- Swedish picture sleeve

Single by the Beach Boys

from the album Little Deuce Coupe
- B-side: "In My Room"
- Released: October 28, 1963
- Recorded: September 1963
- Genre: Pop rock
- Length: 2:10
- Label: Capitol
- Songwriters: Brian Wilson; Mike Love;
- Producer: Brian Wilson

The Beach Boys singles chronology
| "Surfer Girl" (1963) | "Be True to Your School" (1963) | "Little Saint Nick" (1963) |

= Be True to Your School =

"Be True to Your School" is a song by the American rock band the Beach Boys from their 1963 album Little Deuce Coupe. Written by Brian Wilson and Mike Love, it was issued as a single on October 28, 1963. There are two versions of this song: the album version, and the single version, which added cheerleader yells by the girl group The Honeys in between verses. The song features the melody of the University of Wisconsin's fight song, "On, Wisconsin!", although it is a tribute to Hawthorne High School, which the Wilson brothers and Al Jardine attended. Hawthorne High School's fight song uses the same melody as "On, Wisconsin!".

The cover photo for this single (and for the associated album Little Deuce Coupe) included member David Marks but not Al Jardine, though Jardine had returned to create a six-member band for the recording sessions for this single and album.
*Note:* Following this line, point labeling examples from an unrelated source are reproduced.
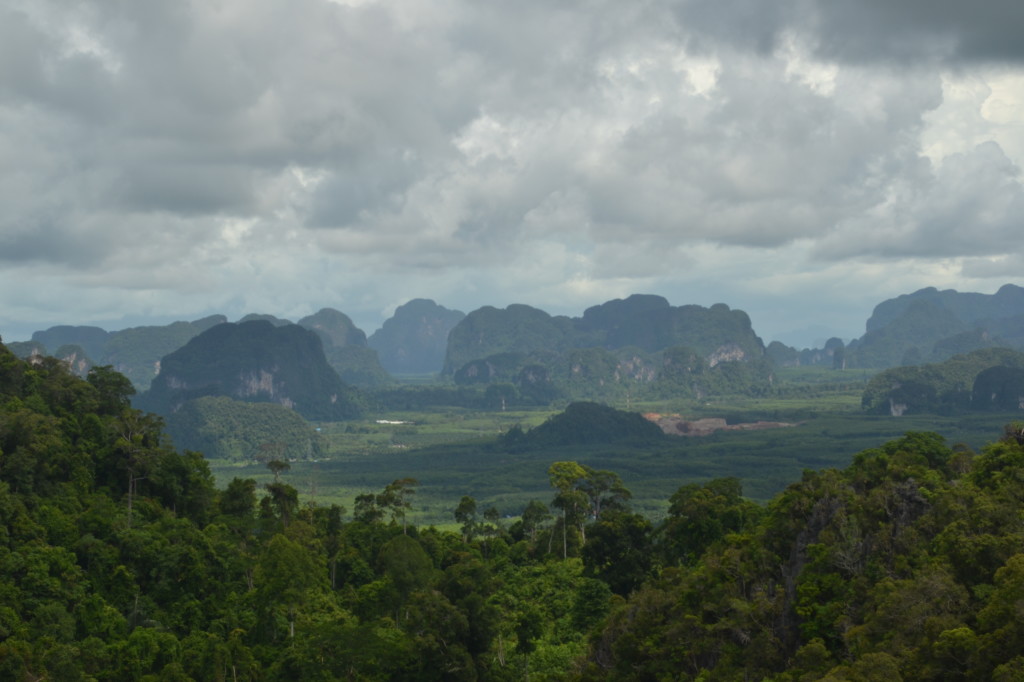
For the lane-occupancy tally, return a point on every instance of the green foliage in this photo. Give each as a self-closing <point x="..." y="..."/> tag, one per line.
<point x="640" y="346"/>
<point x="415" y="338"/>
<point x="228" y="429"/>
<point x="584" y="423"/>
<point x="254" y="361"/>
<point x="946" y="387"/>
<point x="120" y="560"/>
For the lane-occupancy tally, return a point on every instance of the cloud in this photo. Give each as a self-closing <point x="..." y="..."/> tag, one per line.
<point x="182" y="156"/>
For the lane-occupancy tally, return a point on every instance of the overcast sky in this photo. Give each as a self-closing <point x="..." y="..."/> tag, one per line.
<point x="801" y="160"/>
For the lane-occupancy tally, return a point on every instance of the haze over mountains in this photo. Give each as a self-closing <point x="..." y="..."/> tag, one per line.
<point x="640" y="345"/>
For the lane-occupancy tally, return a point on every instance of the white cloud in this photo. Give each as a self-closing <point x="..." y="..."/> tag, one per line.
<point x="178" y="157"/>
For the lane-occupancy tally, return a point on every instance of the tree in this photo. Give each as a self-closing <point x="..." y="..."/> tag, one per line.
<point x="465" y="514"/>
<point x="395" y="499"/>
<point x="565" y="476"/>
<point x="534" y="515"/>
<point x="278" y="466"/>
<point x="137" y="441"/>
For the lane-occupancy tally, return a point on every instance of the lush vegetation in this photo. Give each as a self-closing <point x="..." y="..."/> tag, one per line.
<point x="640" y="344"/>
<point x="123" y="561"/>
<point x="255" y="361"/>
<point x="951" y="386"/>
<point x="236" y="430"/>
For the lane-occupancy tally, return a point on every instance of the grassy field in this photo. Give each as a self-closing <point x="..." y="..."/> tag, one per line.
<point x="453" y="452"/>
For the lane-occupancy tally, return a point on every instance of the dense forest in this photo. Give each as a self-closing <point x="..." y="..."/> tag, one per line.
<point x="123" y="561"/>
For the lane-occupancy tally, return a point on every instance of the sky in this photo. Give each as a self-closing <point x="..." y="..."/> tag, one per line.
<point x="800" y="160"/>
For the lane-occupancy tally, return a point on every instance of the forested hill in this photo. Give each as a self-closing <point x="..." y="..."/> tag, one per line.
<point x="931" y="326"/>
<point x="122" y="561"/>
<point x="254" y="361"/>
<point x="642" y="322"/>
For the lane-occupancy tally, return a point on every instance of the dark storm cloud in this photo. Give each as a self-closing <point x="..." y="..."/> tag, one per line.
<point x="868" y="31"/>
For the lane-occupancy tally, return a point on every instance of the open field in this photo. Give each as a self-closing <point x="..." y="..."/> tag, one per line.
<point x="454" y="452"/>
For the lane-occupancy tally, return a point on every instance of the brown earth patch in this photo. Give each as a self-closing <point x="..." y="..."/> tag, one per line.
<point x="676" y="425"/>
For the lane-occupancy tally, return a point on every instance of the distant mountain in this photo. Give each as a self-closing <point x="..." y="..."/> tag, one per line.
<point x="335" y="328"/>
<point x="518" y="329"/>
<point x="415" y="339"/>
<point x="622" y="348"/>
<point x="92" y="340"/>
<point x="587" y="424"/>
<point x="222" y="428"/>
<point x="276" y="322"/>
<point x="254" y="361"/>
<point x="136" y="351"/>
<point x="346" y="349"/>
<point x="931" y="326"/>
<point x="981" y="380"/>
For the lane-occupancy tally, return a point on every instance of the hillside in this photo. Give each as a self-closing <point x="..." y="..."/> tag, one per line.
<point x="345" y="348"/>
<point x="981" y="380"/>
<point x="621" y="348"/>
<point x="123" y="561"/>
<point x="931" y="326"/>
<point x="414" y="340"/>
<point x="253" y="361"/>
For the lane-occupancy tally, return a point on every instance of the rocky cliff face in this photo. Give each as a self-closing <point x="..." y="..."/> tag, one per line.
<point x="415" y="338"/>
<point x="254" y="361"/>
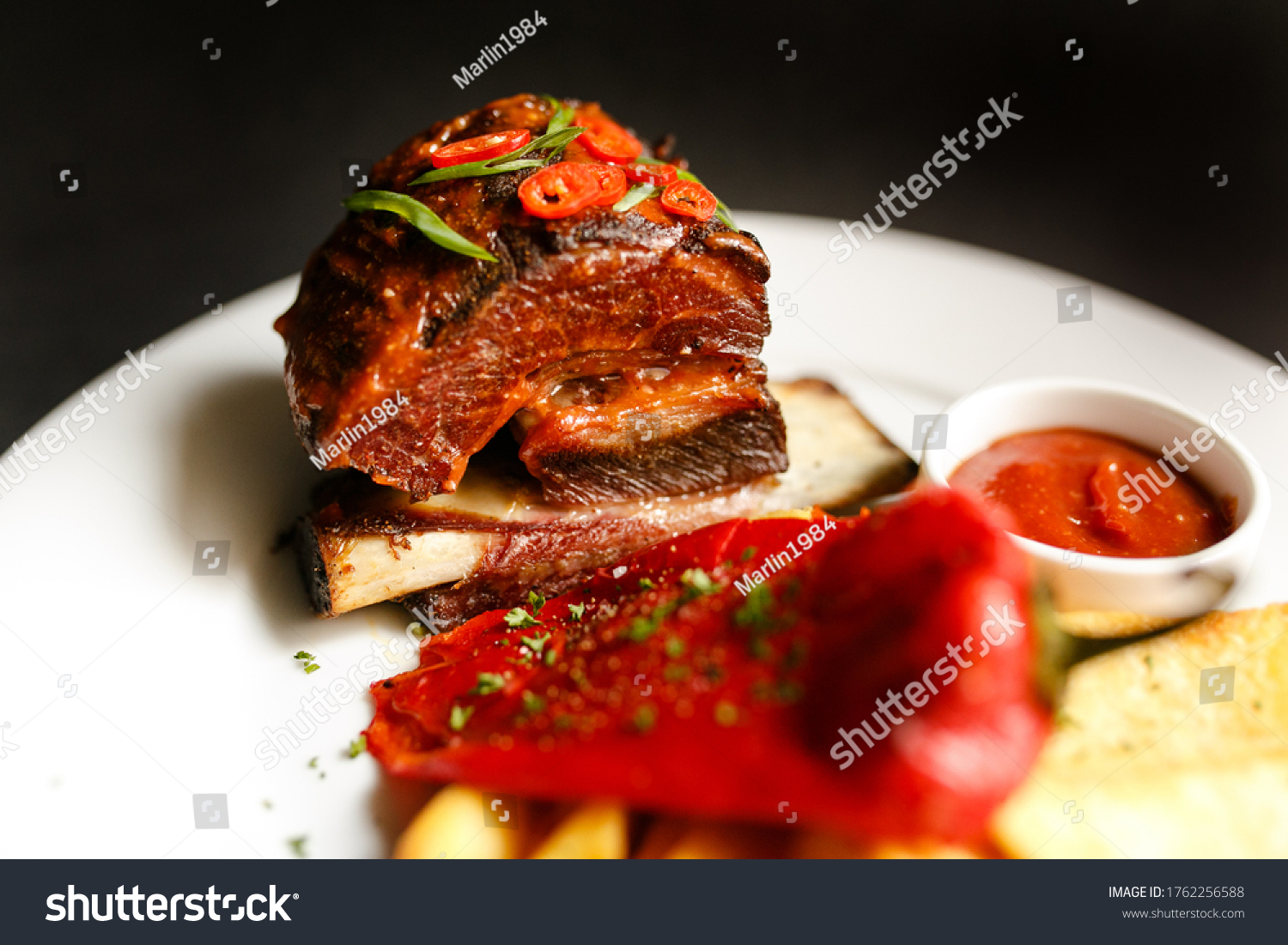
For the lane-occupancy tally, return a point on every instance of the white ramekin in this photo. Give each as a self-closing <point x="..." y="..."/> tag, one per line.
<point x="1097" y="595"/>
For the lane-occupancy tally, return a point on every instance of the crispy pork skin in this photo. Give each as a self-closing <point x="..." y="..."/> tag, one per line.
<point x="497" y="537"/>
<point x="608" y="427"/>
<point x="383" y="312"/>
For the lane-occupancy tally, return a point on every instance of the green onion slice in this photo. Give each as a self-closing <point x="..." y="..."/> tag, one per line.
<point x="562" y="118"/>
<point x="419" y="216"/>
<point x="554" y="142"/>
<point x="634" y="196"/>
<point x="721" y="210"/>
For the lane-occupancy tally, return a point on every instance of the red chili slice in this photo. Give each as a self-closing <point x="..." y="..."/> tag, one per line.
<point x="656" y="174"/>
<point x="690" y="198"/>
<point x="482" y="148"/>
<point x="721" y="692"/>
<point x="612" y="182"/>
<point x="608" y="141"/>
<point x="559" y="190"/>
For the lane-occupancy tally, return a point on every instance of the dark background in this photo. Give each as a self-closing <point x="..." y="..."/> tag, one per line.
<point x="204" y="175"/>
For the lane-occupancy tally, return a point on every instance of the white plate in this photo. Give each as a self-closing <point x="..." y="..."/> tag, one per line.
<point x="175" y="676"/>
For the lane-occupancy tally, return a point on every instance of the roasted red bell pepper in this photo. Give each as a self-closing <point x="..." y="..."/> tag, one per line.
<point x="670" y="685"/>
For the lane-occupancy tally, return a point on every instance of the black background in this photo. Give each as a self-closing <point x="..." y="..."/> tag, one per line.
<point x="221" y="175"/>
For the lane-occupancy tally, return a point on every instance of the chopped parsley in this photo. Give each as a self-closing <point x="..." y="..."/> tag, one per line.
<point x="459" y="718"/>
<point x="532" y="703"/>
<point x="698" y="581"/>
<point x="520" y="620"/>
<point x="677" y="672"/>
<point x="644" y="718"/>
<point x="307" y="658"/>
<point x="487" y="684"/>
<point x="536" y="643"/>
<point x="754" y="612"/>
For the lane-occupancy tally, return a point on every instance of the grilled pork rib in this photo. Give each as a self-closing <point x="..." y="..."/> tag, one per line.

This single, with its B-side "In My Room", were the last two of eight charting Beach Boys songs to include Marks in the 1960s.

== Personnel ==

=== Single version ===
The Beach Boys

- Mike Love – lead vocals, handclaps
- Brian Wilson – backing vocals, handclaps
- Al Jardine – backing vocals, handclaps
- David Marks – backing vocals, handclaps
- Carl Wilson – backing vocals, handclaps, guitar
- Dennis Wilson – backing vocals, handclaps

- Additional musicians

- The Honeys (Marilyn Wilson, Diane Rovell, Ginger Blake) – backing vocals

unknown – guitar, bass, keyboards, drums, saxophones, percussion

=== Album version ===

- Mike Love – lead vocals
- Brian Wilson – backing vocals, piano, organ
- Al Jardine – backing vocals, bass
- David Marks – rhythm guitar
- Carl Wilson – backing vocals, lead guitar
- Dennis Wilson – backing vocals, drums

==Chart history==

Weekly charts

| Chart (1963–1964) | Peak position |
|---|---|
| Australia | 78 |
| Canada (CHUM Chart) | 4 |
| New Zealand (Lever Hit Parade) | 3 |
| Sweden^{[citation needed]} | 6 |
| U.S. Billboard Hot 100 | 6 |
| U.S. Cash Box Top 100 | 8 |
| US Hot R&B Singles (Billboard) | 27 |

Year-end charts

| Chart (1964) | Rank |
|---|---|
| U.S. Cash Box | 69 |

==Covers and later versions==

- 1964 – The Knights, Hot Rod High
- 1985 – Jan & Dean, Silver Summer.

==In popular culture==
- The song is featured in an episode of Gilmore Girls, where the town troubadour (portrayed by Grant-Lee Phillips) is playing it during a pep rally.
- DTV, in 1984, set the original Beach Boys version of the song to a collection of Disney shorts including some featuring schools like Teachers Are People, Toot, Whistle, Plunk and Boom and The Legend of Sleepy Hollow.
- The song is played during the title sequence of the 1988 dark comedy Mortuary Academy.
- The song's title is parodied by heavy metal band Twisted Sister in the song "Be Crool to Your Scuel".
- Mike Love performed the song on a telethon on the Full House episode "Our Very First Telethon"; while the title of a later episode, "Be True to Your Preschool", is a reference to the song.
- The song is featured in the 1980s TV series Riptide. The song is also the title of the episode (season 2, episode 7).
- The song inspired the Ripped Pants song from the SpongeBob SquarePants episode "Ripped Pants”.
- The song was part of an oldies melody in the 2005 Tokyo Disneyland parade/show "Disney's Rock Around the Mouse".
- The song is featured in the end credits of the HBO series Vice Principals, season 1, episode 1.
- Grace Vanderwaal sings the song in the 2020 Disney+ movie Stargirl. It is also included on the soundtrack for the movie.
- The song was featured on a 1993 Sony Kids' Music album called Camp California, Where the Music Never Ends.
- The song was used in a Macy's contest and commercial in 2014.